The survey, conducted March 13-17 by the Pew Research Center, comes as lawmakers in Washington are attempting to craft a comprehensive plan to deal with some 11 million people who are thought to be in the country illegally.
The new poll reveals opposition to granting legal status from about one in four Americans (27 percent) who say illegal immigrants should not be allowed to stay in the country legally. The remainder are split over exactly how to grant legal status. The largest group (43 percent) say immigrants living here illegally should be eligible to apply for U.S. citizenship. Another group (24 percent) say they should be allowed to apply for permanent legal residency, but not allowed to gain citizenship. Six percent don't know or refuse to answer. The margin of error is plus or minus 3 percentage points.
The survey also found that the improving economy appears to have reduced opposition to immigration, both legal and illegal.
Nearly half of all Americans, 49 percent, say immigrants strengthen the country because of their hard work and talent. That is the highest percentage on that question since September 2000. Conversely, a smaller proportion, 41 percent, say immigrants are a burden because they take U.S. jobs, health care and housing.

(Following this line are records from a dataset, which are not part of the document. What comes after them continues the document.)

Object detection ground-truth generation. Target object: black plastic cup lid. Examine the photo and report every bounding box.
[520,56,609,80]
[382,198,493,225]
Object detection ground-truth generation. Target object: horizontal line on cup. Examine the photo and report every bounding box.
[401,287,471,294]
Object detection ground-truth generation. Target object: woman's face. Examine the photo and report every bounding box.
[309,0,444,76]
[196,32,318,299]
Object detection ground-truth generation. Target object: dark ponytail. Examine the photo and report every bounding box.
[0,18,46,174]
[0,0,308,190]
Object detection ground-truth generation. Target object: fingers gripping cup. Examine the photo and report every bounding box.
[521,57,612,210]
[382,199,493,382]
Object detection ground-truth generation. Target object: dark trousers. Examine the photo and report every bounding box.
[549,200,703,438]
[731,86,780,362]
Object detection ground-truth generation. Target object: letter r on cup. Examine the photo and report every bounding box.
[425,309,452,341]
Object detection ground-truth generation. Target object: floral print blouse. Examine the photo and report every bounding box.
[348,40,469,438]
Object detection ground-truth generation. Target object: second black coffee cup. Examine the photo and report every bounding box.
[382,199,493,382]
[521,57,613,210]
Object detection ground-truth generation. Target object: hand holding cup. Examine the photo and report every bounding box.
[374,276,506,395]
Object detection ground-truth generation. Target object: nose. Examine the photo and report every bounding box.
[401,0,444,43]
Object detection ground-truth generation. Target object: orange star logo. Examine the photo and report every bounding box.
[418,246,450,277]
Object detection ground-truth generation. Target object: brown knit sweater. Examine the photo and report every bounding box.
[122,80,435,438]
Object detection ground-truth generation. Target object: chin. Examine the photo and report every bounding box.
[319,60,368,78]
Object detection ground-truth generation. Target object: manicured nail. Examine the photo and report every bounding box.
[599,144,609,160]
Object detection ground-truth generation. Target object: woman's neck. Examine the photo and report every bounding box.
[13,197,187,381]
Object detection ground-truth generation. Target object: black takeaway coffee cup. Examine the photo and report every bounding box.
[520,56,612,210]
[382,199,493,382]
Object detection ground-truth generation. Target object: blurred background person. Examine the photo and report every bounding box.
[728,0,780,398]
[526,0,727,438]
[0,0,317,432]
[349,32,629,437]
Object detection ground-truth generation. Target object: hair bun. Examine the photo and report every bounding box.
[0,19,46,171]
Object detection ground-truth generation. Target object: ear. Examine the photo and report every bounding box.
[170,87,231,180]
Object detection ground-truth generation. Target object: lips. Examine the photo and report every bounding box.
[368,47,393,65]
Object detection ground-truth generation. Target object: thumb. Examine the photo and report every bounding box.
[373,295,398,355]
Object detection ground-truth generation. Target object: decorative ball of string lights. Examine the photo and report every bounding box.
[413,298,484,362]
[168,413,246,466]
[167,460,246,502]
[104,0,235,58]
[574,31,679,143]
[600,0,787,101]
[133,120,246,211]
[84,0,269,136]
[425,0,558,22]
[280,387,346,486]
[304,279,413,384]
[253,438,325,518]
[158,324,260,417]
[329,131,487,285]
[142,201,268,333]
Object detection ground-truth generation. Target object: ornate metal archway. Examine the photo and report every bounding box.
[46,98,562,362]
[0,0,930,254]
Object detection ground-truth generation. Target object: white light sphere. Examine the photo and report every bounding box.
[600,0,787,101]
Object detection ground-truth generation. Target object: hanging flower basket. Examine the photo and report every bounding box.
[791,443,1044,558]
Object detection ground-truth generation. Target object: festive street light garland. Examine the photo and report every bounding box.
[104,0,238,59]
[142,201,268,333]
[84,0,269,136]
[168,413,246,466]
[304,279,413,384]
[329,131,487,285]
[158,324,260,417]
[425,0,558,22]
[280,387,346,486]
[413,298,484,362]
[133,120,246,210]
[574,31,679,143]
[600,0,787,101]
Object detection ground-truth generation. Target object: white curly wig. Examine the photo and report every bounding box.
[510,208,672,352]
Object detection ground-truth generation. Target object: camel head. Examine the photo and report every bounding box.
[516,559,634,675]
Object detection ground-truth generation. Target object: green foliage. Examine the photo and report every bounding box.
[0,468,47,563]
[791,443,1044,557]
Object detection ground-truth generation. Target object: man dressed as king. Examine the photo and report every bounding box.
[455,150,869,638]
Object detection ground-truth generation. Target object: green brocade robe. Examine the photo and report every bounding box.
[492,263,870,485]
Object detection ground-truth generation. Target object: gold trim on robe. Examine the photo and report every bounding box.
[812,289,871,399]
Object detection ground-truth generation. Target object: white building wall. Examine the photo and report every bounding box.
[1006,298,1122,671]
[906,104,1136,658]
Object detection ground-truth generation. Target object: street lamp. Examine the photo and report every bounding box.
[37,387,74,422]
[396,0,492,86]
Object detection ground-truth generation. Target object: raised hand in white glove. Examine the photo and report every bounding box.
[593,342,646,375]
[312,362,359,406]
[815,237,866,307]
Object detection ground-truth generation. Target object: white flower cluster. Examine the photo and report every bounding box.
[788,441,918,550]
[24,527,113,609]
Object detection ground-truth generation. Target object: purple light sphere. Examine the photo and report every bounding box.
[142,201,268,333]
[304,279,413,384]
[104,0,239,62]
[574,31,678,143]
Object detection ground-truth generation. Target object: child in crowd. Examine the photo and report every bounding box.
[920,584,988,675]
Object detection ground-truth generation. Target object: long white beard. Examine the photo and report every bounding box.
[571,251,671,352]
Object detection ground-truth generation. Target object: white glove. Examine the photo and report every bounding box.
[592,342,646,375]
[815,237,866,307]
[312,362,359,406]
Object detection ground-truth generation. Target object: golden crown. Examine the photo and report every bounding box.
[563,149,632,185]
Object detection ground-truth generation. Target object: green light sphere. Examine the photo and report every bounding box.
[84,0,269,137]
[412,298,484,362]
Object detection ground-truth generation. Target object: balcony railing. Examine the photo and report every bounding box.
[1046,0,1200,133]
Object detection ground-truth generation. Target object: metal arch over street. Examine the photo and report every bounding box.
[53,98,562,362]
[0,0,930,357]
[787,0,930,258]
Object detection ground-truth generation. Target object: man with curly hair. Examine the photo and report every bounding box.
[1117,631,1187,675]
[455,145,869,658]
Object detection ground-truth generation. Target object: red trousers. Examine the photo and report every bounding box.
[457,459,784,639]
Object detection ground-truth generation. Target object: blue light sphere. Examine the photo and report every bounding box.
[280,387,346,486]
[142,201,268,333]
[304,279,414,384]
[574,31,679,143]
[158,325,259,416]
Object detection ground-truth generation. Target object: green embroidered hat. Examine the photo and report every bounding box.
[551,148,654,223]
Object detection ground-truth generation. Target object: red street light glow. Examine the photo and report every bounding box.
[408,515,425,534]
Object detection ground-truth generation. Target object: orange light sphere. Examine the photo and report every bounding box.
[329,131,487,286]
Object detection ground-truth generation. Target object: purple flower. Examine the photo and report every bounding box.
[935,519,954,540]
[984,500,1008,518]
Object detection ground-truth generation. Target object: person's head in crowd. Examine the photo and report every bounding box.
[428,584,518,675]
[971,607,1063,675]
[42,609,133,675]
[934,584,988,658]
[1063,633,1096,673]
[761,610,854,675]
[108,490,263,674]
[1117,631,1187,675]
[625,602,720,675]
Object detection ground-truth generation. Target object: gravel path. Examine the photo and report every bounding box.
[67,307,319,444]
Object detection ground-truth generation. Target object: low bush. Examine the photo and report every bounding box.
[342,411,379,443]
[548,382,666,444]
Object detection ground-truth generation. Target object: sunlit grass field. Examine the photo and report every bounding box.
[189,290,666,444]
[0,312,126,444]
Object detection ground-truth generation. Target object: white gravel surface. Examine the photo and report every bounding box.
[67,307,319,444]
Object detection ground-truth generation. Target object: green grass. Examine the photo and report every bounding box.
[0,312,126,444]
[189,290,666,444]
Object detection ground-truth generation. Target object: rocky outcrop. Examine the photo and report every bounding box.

About three years ago, in June 2010, the balance of opinion was anti-immigrant. As the economy was struggling to emerge from the worst recession since the Great Depression, half of those questioned by Pew, 50 percent, considered immigrants a burden to the United States, while just 39 percent said they strengthen the country.
In the new poll, support for granting legal status is highest among blacks, 82 percent; Latinos, 80 percent; and those with college degrees, 84 percent. It is lower among whites without college degrees, 61 percent; and those aged 50-64, 65 percent. But across all demographic groups, a majority say they wanted illegal immigrants to be given a way to stay in the U.S. legally.
The differences are relatively muted along partisan lines. While 76 percent of Democrats and 70 percent of independents say they favor some form of legal status, nearly two out of three Republicans, 64 percent, say they do, too.
That warming among Republicans is reflected in another report, issued Thursday by Resurgent Republic, a moderately conservative GOP research organization. It found that conservative Republican primary voters in key states are open to an overhaul of the nation's immigration system that includes creating a pathway to citizenship for illegal immigrants.